A further small diversion may interest my Indian readers. A hundred years ago, the plight of Indians was not so different. This is what Einstein had to say about Indians when he first met them:
We saw here for the first time an elderly Indian, fine, distinguished face with grey beard who bought us two telegrams and – begged for a tip. We saw other Indians as well, brown to black sinewy figures with expressive faces and bodies and humble demeanour. They look like nobles transformed into beggars. Much unspeakable pride and downtroddenness are united here.
On a visit to the Hindu quarter in Colombo, this is what he wrote:
I was very much ashamed of myself for having been complicit in such despicable treatment of human beings but couldn’t change anything. Because these beggars in the form of kings descend in droves on any foreigner until he has surrendered to them. They know how to implore and beg until one’s heart is shaken up.
Taking a sympathetic view of their predicament and character, he wrote:
No shouting like the Levantines in Port Said. No brutality, no market crying existence but quiet, acquiescent drifting along, albeit not lacking in a certain light-heartedness. Once you take a proper look at these people you can hardly take pleasure in the Europeans anymore, for they are more brutal and look so much cruder and greedier – and therein lies their practical superiority, their ability to taken on grand things and carry them out. Wouldn’t we too, in this climate become like the Indians?

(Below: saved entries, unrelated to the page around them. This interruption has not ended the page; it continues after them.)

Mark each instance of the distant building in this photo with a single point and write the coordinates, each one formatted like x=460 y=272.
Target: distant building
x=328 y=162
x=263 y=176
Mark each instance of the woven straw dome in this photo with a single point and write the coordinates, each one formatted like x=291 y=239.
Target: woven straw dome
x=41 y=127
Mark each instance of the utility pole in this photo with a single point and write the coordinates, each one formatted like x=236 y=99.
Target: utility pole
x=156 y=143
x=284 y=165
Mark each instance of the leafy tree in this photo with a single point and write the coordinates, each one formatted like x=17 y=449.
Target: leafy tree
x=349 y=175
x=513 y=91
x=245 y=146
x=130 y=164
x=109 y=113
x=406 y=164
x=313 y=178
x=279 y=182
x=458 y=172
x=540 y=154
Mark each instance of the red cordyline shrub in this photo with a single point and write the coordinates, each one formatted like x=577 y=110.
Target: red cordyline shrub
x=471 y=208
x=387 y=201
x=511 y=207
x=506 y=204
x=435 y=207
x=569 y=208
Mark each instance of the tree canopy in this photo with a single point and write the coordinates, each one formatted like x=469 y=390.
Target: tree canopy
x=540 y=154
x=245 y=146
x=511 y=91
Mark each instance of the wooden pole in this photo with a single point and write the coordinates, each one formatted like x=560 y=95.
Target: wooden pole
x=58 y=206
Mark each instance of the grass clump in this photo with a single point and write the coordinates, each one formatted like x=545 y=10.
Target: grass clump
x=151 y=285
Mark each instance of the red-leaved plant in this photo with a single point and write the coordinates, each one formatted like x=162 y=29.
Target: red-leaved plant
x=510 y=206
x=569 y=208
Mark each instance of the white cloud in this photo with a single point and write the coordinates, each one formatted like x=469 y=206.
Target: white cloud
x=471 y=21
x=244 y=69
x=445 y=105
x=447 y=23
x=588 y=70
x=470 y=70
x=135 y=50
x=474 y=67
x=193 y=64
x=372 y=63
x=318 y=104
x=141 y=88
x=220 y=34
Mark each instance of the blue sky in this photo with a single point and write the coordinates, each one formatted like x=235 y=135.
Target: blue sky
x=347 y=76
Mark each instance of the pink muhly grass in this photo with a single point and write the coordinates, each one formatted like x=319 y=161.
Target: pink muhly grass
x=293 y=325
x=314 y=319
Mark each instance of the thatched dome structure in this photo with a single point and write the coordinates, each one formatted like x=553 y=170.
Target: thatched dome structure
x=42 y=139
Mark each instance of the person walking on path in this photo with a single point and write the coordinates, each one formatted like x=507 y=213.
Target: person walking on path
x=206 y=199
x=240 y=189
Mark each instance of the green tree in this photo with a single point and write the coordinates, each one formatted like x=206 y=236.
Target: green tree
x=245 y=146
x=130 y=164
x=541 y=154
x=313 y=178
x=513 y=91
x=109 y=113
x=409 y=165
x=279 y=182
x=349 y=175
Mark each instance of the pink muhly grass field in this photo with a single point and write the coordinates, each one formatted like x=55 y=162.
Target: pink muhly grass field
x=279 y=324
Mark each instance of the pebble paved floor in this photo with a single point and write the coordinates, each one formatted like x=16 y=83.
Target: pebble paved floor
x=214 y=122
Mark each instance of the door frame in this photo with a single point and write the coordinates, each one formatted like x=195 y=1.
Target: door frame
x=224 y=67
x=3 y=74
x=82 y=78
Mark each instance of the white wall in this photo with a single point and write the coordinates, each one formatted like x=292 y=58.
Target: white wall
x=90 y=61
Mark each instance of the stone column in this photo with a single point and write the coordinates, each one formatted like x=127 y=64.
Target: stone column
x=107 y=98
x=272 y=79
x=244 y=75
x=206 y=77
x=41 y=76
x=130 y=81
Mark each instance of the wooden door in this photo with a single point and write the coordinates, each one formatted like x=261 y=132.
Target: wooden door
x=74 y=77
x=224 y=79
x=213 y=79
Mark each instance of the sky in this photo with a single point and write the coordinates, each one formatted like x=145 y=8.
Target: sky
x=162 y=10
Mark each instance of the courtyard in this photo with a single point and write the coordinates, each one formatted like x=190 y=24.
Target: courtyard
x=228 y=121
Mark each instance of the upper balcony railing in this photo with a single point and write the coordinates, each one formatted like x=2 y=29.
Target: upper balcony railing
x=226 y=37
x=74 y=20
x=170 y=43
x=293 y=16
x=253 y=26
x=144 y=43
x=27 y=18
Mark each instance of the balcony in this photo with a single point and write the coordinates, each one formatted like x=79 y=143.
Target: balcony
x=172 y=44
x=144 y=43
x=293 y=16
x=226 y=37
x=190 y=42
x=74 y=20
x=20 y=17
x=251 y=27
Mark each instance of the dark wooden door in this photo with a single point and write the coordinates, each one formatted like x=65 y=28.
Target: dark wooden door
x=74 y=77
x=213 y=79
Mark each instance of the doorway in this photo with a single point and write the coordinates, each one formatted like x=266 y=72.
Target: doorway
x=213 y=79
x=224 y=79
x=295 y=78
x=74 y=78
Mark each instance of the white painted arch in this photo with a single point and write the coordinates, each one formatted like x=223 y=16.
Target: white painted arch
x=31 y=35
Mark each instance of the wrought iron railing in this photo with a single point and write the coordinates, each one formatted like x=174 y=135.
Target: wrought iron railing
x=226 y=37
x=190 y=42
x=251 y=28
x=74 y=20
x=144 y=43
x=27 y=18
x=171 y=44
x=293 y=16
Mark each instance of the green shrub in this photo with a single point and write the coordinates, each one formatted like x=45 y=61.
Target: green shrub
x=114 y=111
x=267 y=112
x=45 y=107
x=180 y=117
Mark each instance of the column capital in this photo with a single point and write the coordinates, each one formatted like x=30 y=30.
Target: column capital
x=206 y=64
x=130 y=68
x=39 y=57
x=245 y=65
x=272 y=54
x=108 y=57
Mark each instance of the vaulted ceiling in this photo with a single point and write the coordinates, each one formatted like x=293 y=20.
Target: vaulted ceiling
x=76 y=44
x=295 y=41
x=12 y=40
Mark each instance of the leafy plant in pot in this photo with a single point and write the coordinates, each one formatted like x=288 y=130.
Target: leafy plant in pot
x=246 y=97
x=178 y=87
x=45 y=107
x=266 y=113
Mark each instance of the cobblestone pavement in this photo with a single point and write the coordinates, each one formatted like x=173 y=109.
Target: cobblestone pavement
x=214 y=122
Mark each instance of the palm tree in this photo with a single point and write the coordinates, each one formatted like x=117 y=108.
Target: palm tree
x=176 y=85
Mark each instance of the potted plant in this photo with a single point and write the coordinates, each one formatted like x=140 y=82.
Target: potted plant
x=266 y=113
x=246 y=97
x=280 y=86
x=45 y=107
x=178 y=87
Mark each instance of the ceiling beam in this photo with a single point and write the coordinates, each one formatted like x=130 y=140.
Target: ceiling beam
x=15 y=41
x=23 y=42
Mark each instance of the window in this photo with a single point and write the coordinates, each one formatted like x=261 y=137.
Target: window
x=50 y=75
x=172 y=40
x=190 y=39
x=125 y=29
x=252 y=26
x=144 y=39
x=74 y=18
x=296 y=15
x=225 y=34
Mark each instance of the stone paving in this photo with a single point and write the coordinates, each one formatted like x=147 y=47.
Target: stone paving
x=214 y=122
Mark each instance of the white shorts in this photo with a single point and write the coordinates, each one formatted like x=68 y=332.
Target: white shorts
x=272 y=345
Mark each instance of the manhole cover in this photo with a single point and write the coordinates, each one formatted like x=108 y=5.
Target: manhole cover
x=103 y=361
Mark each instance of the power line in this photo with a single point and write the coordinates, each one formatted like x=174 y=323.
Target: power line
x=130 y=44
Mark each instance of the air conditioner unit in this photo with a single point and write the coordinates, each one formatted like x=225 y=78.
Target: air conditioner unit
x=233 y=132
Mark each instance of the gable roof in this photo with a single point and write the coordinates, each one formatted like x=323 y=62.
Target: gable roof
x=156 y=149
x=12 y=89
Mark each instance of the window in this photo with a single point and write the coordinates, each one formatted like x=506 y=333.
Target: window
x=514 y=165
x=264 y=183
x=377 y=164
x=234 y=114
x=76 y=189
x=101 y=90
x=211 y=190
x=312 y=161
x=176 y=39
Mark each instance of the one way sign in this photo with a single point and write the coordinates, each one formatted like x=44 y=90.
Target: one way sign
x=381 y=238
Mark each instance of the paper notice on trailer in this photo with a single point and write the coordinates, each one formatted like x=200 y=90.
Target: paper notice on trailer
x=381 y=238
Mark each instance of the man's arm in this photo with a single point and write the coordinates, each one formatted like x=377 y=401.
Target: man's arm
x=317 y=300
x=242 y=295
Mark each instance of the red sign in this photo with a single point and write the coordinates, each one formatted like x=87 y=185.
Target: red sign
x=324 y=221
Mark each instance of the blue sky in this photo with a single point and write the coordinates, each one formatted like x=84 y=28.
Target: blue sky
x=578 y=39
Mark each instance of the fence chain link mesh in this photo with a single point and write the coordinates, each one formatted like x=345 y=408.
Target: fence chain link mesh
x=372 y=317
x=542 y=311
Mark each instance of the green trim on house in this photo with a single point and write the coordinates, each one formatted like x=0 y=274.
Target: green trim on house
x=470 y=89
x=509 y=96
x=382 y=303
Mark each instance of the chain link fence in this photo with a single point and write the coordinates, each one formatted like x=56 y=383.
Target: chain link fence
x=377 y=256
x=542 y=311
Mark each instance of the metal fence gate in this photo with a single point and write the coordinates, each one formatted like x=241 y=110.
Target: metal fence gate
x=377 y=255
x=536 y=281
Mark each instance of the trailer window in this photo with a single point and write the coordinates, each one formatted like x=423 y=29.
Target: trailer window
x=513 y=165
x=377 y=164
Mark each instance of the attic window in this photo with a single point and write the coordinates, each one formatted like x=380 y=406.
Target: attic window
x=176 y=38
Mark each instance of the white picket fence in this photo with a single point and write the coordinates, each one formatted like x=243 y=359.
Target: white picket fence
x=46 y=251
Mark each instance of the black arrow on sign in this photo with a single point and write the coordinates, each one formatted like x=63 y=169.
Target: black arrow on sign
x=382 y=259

Finally, speaking of the backbreaking work, he wrote:
In the harbour, lively bustle. Herculean labourers with shiny, black bodies take care of the cargo. Divers perform their neck-breaking skills.
To return to the Chinese, India’s first prime minister, Jawaharlal Nehru, was much taken up with Chinese culture and brilliance, and in his famous Glimpses of World History he devotes a disproportionate amount of space to Chinese achievements. This explains, partially, why the 1962 war came as such as severe shock to him.